|Talebizadeh, Mansour - Orise Fellow|
|Starks, Patrick - Pat|
Submitted to: Journal of Soil and Water Conservation
Publication Type: Peer Reviewed Journal
Publication Acceptance Date: 3/31/2018
Publication Date: 11/7/2018
Citation: Nelson, A.M., Moriasi, D.N., Talebizadeh, M., Steiner, J.L., Gowda, P.H., Starks, P.J., Tadesse, H.K. 2018. Use of soft data for multicriteria calibration and validation of agricultural policy environmental eXtender: impact on model simulations. Journal of Soil and Water Conservation. 73(6):623-636. https://doi:10.2489/jswc.73.6.623.
DOI: https://doi.org/10.2489/jswc.73.6.623 Interpretive Summary: The Agricultural Policy/Environmental eXtender (APEX) was developed to quantify the impacts of climate and land use change, land management, and conservation practices on water resources for projects like the national Conservation Effects Assessment Project (CEAP) analysis and many of the USDA Agricultural Research Service CEAP watershed assessments. Few studies have determined the impact of soft data (information on processes within a budget that may not be directly measured) on APEX model outputs when used to constrain calibration. In this study, we sought to determine the impact of soft data on APEX model streamflow, total nitrogen (TN), and total phosphorus (TP) simulations and the impact of tile drainage on the same components. Long-term measured water quantity and quality data from Rock Creek watershed, northern Ohio, were used. The number of models that met the criteria decreased from 3325 to 2, as soft data were added. In general, when soft data were used to constrain model calibration, the statistical model performance decreased for streamflow, TN, and TP. However, when soft data was used the model processes were better represented. For example, the simulated tile drainage error ranged from -80% to 6% for the case in which soft data were not used, compared with -15% to -13% when soft data were used to constrain model calibration. This led to major differences in simulated effects of tile drainage on streamflow, TN, and TP. For example, when soft data were used, the simulated impact of tile drainage was 30% higher, 36% higher, and 123% lower for streamflow, TP, and TN, respectively, compared to when soft data were not used. Overall, the results show the importance of utilizing soft data to obtain realistic simulations of various management practices.
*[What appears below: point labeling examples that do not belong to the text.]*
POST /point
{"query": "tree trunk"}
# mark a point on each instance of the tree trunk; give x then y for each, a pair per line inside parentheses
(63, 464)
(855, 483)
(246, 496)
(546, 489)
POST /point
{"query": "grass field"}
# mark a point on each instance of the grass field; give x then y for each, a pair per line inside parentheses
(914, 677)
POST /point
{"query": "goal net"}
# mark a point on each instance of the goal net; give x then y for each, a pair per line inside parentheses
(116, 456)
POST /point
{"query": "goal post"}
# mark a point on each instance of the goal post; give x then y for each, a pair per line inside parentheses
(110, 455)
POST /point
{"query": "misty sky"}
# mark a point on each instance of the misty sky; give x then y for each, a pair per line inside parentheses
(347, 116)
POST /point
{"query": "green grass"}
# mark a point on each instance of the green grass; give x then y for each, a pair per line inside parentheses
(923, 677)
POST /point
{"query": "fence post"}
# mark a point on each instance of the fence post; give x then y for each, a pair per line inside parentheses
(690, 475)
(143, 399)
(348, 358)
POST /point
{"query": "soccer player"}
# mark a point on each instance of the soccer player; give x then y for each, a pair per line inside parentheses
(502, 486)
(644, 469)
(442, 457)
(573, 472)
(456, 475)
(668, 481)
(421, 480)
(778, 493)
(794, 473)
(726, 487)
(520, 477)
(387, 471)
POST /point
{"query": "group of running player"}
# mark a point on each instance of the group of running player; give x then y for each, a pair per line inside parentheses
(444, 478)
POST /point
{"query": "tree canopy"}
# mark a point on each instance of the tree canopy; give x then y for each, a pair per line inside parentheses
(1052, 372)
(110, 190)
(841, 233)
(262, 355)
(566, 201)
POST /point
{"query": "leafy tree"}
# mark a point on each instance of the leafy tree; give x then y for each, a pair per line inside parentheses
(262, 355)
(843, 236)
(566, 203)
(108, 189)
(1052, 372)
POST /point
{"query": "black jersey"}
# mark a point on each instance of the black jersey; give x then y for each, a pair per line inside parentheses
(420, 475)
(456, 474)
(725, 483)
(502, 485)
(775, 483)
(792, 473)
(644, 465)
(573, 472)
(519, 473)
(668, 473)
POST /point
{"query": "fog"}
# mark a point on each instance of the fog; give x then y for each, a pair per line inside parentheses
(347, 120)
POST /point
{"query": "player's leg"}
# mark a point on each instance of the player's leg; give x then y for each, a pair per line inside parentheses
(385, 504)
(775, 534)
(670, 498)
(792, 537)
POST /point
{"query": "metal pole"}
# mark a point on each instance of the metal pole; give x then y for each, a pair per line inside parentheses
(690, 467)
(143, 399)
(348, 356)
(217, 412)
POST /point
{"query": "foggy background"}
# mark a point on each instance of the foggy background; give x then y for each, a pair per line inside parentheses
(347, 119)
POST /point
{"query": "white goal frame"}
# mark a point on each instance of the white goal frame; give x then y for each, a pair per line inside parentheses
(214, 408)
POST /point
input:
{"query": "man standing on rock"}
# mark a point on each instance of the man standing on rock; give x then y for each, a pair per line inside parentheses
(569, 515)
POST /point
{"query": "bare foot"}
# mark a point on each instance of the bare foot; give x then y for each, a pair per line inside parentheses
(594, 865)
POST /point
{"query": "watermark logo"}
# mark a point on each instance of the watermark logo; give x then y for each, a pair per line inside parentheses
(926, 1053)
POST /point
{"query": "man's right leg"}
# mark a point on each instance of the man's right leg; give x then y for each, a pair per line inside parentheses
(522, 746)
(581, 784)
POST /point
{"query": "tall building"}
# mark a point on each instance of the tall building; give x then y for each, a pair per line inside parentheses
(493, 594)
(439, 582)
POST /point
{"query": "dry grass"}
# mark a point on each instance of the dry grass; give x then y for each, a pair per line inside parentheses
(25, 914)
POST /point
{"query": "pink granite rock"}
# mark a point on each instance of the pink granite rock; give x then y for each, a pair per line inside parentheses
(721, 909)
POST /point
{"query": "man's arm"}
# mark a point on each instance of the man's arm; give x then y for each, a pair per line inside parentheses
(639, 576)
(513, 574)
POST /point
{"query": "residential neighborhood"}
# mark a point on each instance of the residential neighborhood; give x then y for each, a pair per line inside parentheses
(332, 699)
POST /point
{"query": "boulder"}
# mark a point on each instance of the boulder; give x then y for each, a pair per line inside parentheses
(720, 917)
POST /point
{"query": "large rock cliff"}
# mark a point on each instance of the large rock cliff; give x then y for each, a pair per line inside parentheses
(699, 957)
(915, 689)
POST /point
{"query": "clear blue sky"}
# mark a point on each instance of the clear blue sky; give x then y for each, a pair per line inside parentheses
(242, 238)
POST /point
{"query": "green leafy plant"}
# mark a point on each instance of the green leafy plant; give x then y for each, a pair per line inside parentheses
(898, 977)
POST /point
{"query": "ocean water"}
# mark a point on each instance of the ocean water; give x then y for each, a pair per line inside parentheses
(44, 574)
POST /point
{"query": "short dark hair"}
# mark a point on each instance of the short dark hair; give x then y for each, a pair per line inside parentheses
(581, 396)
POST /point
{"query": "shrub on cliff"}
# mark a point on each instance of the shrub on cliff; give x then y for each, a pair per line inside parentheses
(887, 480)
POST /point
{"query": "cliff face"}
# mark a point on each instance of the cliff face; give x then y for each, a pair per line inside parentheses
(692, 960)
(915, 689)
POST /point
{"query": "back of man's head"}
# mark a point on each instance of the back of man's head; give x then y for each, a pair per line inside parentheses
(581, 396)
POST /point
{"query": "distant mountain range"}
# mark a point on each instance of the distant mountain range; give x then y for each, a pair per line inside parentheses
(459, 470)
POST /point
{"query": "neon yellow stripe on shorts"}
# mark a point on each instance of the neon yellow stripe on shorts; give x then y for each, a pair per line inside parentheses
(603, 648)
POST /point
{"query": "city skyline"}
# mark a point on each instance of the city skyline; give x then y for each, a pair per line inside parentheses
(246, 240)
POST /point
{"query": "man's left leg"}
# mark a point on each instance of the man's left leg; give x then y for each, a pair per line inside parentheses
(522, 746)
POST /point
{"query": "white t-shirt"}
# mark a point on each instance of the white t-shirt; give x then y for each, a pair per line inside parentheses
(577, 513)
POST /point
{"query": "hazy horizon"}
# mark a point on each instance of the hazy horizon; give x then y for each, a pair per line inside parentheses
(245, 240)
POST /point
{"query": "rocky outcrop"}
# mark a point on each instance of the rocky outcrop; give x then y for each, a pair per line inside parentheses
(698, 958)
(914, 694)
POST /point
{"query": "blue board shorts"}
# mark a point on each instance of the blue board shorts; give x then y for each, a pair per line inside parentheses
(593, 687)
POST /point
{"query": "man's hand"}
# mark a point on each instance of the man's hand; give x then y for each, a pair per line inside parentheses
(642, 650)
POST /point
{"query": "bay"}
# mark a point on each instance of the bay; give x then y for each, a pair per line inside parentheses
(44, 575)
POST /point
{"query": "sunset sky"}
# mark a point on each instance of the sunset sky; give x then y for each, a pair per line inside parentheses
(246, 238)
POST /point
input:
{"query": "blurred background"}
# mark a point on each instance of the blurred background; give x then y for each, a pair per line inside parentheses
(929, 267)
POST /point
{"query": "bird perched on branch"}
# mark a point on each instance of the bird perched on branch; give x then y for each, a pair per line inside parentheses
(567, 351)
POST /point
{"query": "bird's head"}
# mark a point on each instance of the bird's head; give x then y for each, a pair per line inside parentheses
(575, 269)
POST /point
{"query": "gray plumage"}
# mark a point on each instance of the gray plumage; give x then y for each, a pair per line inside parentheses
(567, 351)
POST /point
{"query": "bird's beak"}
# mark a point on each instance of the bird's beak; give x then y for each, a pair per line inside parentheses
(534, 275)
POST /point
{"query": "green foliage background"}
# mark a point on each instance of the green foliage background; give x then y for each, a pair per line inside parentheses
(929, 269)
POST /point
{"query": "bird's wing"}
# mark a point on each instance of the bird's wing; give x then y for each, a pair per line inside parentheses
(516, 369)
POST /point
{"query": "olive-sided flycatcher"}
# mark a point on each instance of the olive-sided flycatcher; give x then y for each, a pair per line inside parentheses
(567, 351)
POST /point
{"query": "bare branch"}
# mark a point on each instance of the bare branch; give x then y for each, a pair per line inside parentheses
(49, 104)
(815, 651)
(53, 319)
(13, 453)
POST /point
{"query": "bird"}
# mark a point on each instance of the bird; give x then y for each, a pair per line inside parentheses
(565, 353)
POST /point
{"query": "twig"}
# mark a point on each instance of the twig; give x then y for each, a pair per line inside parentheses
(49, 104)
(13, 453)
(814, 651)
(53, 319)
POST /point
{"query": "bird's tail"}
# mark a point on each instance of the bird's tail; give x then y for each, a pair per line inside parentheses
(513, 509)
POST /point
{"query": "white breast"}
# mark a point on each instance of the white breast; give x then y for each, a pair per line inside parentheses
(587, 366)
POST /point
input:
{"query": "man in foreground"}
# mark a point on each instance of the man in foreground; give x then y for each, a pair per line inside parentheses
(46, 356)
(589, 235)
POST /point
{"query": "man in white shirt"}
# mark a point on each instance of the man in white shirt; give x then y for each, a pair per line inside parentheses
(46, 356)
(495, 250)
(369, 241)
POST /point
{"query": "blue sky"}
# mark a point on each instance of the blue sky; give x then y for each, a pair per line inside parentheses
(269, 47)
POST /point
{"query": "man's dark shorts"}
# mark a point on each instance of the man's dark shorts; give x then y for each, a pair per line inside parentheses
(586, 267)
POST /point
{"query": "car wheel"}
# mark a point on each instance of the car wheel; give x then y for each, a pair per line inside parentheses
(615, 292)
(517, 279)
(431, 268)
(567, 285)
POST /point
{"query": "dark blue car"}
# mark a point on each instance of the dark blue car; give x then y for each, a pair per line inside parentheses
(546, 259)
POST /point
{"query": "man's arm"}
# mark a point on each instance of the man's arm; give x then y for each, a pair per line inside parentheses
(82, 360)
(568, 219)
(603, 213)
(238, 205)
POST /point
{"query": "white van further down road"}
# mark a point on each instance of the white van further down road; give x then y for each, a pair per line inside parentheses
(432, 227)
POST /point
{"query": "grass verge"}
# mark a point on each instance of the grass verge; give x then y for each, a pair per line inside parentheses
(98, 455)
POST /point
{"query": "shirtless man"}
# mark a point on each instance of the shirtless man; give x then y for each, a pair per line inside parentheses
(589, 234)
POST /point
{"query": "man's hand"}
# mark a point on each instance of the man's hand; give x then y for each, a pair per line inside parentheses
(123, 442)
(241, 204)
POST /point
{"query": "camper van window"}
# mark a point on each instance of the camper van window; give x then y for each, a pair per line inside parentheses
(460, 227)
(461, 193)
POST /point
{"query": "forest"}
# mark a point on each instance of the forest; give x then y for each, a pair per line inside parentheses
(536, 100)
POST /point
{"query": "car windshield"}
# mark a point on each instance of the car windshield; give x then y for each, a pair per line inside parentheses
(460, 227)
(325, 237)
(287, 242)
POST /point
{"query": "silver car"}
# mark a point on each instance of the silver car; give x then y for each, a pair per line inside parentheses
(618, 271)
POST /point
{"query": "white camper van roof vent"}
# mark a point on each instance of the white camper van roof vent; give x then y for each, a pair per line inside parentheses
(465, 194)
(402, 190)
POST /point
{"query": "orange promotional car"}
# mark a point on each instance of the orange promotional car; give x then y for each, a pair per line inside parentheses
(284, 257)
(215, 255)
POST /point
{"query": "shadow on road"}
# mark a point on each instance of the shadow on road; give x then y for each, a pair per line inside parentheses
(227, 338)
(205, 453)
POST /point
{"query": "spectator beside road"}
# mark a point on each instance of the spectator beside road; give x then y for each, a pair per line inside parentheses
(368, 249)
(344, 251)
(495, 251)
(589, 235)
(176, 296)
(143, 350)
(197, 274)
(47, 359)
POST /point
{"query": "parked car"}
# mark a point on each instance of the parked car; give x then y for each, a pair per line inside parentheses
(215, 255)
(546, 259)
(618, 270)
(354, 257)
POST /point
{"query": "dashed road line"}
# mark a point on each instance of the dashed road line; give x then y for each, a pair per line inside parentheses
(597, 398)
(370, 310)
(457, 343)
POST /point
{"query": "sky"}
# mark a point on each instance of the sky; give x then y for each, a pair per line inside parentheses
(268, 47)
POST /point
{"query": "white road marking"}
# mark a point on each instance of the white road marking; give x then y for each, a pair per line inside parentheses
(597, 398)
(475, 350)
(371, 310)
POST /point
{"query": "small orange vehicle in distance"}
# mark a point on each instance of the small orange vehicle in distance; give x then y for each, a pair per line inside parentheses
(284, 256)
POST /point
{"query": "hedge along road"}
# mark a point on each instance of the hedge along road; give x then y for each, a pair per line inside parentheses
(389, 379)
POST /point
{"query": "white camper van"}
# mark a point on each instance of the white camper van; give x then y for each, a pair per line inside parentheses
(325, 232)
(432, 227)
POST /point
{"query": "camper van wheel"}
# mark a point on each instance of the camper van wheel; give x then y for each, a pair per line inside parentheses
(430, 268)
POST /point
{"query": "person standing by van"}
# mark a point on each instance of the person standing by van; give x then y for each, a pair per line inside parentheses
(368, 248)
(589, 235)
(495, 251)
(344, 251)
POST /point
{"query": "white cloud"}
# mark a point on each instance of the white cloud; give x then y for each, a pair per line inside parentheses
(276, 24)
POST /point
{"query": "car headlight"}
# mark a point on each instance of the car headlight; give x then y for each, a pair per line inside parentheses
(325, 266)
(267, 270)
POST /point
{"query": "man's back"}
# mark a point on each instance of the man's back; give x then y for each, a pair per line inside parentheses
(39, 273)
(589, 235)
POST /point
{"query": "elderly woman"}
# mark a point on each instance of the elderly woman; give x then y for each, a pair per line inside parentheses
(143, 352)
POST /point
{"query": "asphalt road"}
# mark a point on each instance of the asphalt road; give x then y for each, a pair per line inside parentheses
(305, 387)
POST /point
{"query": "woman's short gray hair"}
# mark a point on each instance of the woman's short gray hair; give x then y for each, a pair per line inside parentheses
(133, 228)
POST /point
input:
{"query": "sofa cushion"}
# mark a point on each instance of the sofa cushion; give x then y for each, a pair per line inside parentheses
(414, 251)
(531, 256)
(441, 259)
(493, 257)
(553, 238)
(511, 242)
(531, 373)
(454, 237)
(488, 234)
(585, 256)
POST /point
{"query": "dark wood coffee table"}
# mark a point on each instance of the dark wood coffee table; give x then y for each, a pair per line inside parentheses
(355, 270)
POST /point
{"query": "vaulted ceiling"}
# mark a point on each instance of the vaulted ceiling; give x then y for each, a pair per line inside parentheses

Technical Abstract: It is widely known that the use of soft data and multiple model performance criteria in model calibration and validation is critical to ensuring the model capture major hydrologic and water quality processes. The Agricultural Policy/Environmental eXtender (APEX) is a hydrologic and water quality model developed for evaluating the effect of agricultural production management practices on the environment. However, there are few studies on the impact of soft data on APEX model outputs. This study sought to determine the impact of soft data on APEX model streamflow, total nitrogen (TN), and total phosphorus (TP) simulations when used to constrain calibration and the impact of tile drainage on the same components. Long-term measured water quality and quantity data from Rock Creek watershed, northern Ohio, were used. The number of models that meet the criteria decreased from 3325 to 2, as the number of calibration criteria increased. In general, when soft data were used to constrain the model, the NSE values decreased for all components. For example, NSE for flow decreased from 0.79 for scenario A to 0.56 for scenario B when the soft data were used, and NSE for TP decreased from 0.34 for scenario C to 0.30 for scenario D. However, the scenarios that used soft data with lower NSE values represented the processes better. For all calibration/validation scenarios, streamflow, TN, and TP values were drastically reduced when the model was run without tile drainage. However, there was hardly any tile drainage impact on ET, surface runoff, or crop yields for all scenarios, indicating that tile drainage, water table, and crop growth routine improvements may be needed. Overall, the results show the importance of utilizing soft data to obtain realistic simulations of various management practices.